Suara is a 3D action arcade game that takes place on the surface of audio-reactive geometric worlds. Fight waves of enemies, defeat bosses, and bring life back to the Geoverse. Suara’s sound effects and epic synthesized music soundtrack evoke an abstract, surreal, and alien sonic landscape. The music is written with a focus upon the player’s continual exploration and their struggle against evil.
Our team was comprised of 9 programmers, 2 designers, and 1 composer/sound designer. Suara was developed in our own custom C++ engine where we used DirectX for graphics, Audiokinetic's Wwise for audio, and Bullet for physics. Our team being programmer-heavy allowed for us to have 3 members dedicated to graphics, which through custom code and shaders helped Suara have the look that it does without having any artists.
This post will focus upon the unique creative and technical challenges involved in making an audio-reactive action game.
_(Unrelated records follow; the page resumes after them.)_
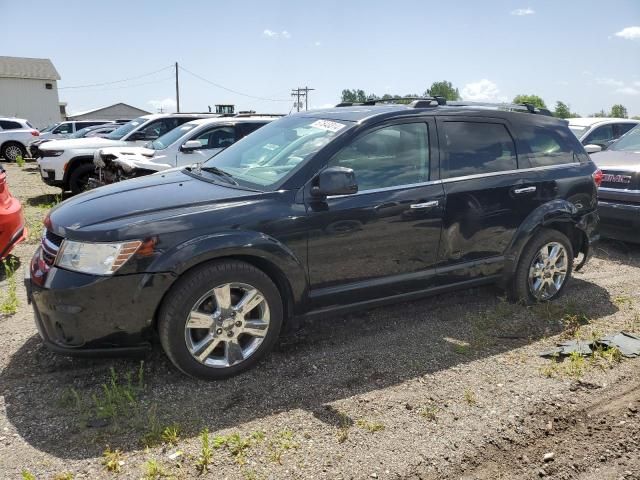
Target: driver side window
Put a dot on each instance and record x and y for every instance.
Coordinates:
(388, 157)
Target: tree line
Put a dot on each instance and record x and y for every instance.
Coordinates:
(448, 91)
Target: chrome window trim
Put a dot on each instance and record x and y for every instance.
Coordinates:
(458, 179)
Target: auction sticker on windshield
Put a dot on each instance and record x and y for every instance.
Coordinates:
(327, 125)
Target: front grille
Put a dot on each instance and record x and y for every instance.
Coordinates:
(50, 245)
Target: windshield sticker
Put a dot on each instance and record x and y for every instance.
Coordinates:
(327, 125)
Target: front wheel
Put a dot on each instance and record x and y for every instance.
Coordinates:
(220, 319)
(544, 267)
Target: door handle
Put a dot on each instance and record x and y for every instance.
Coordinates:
(520, 191)
(418, 206)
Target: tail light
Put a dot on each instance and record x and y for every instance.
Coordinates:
(597, 177)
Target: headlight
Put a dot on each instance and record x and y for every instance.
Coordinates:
(51, 153)
(95, 258)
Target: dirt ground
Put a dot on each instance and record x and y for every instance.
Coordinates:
(443, 388)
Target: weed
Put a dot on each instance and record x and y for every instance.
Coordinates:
(430, 412)
(470, 397)
(9, 304)
(153, 470)
(206, 454)
(112, 460)
(63, 476)
(370, 426)
(284, 441)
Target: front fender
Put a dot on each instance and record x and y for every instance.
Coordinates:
(554, 212)
(263, 249)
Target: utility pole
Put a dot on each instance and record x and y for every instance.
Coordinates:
(177, 90)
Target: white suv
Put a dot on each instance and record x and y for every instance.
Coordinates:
(192, 142)
(595, 133)
(15, 135)
(68, 164)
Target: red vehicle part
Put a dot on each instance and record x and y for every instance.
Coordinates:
(12, 226)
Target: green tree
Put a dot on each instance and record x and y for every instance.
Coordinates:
(563, 110)
(619, 111)
(443, 89)
(534, 100)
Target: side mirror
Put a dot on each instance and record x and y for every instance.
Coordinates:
(335, 181)
(190, 145)
(593, 148)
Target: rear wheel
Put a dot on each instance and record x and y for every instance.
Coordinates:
(12, 150)
(220, 319)
(544, 268)
(79, 178)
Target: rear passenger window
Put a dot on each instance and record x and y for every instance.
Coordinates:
(472, 148)
(548, 147)
(388, 157)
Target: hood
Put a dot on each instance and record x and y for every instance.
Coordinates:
(89, 142)
(145, 206)
(626, 160)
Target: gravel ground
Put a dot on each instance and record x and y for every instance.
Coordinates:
(442, 388)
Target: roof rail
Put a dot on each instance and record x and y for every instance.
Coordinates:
(414, 102)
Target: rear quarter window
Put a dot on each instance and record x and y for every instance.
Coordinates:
(549, 146)
(472, 148)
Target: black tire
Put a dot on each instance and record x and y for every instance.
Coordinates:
(521, 288)
(11, 150)
(188, 290)
(79, 178)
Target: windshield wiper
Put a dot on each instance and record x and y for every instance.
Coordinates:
(221, 173)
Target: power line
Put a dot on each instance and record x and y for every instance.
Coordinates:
(231, 90)
(117, 81)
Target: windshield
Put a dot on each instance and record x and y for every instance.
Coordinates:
(630, 142)
(261, 160)
(578, 130)
(81, 133)
(171, 136)
(120, 132)
(49, 128)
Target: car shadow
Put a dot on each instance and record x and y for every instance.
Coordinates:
(326, 361)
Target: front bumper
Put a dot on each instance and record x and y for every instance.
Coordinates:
(619, 221)
(81, 314)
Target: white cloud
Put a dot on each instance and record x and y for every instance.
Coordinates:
(520, 12)
(610, 82)
(629, 33)
(628, 91)
(482, 91)
(167, 104)
(271, 34)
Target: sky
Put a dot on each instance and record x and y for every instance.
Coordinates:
(584, 53)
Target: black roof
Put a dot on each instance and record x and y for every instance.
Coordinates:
(382, 111)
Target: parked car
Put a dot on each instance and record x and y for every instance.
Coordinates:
(12, 226)
(69, 127)
(596, 133)
(93, 131)
(619, 194)
(316, 213)
(15, 135)
(68, 163)
(192, 142)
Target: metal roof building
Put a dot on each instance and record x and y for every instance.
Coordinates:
(29, 89)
Sound and music played a critical role in the game’s overall design. Suara has a unique soundscape where the line between music and sound design is distinctively blurred. There are definite challenges in creating a soundscape where sound effects and music have to relate in a cohesive, aesthetically pleasing manner. Along the way we faced many challenges and limitations in designing the music system.
The game’s enemies, environments, and in-game animations use Wwise middleware along with code to make gameplay dynamically react to the musical score’s tempo changes. The mechanics of Suara's enemies are driven by the tempo of the background music. To achieve this, first we apply tempo metadata to each of the game’s musical segments in Wwise. Using Wwise’s callback functionality we then send tempo data, and rhythmic beat timing data to the game’s engine, which then is designed to react to these tempo changes in real-time. During most portions of gameplay Suara’s mechanics are directly driven by the music’s tempo. Suara also uses Wwise metering plug-ins to monitor the game’s musical dynamics and tie them to animations, colors, and light.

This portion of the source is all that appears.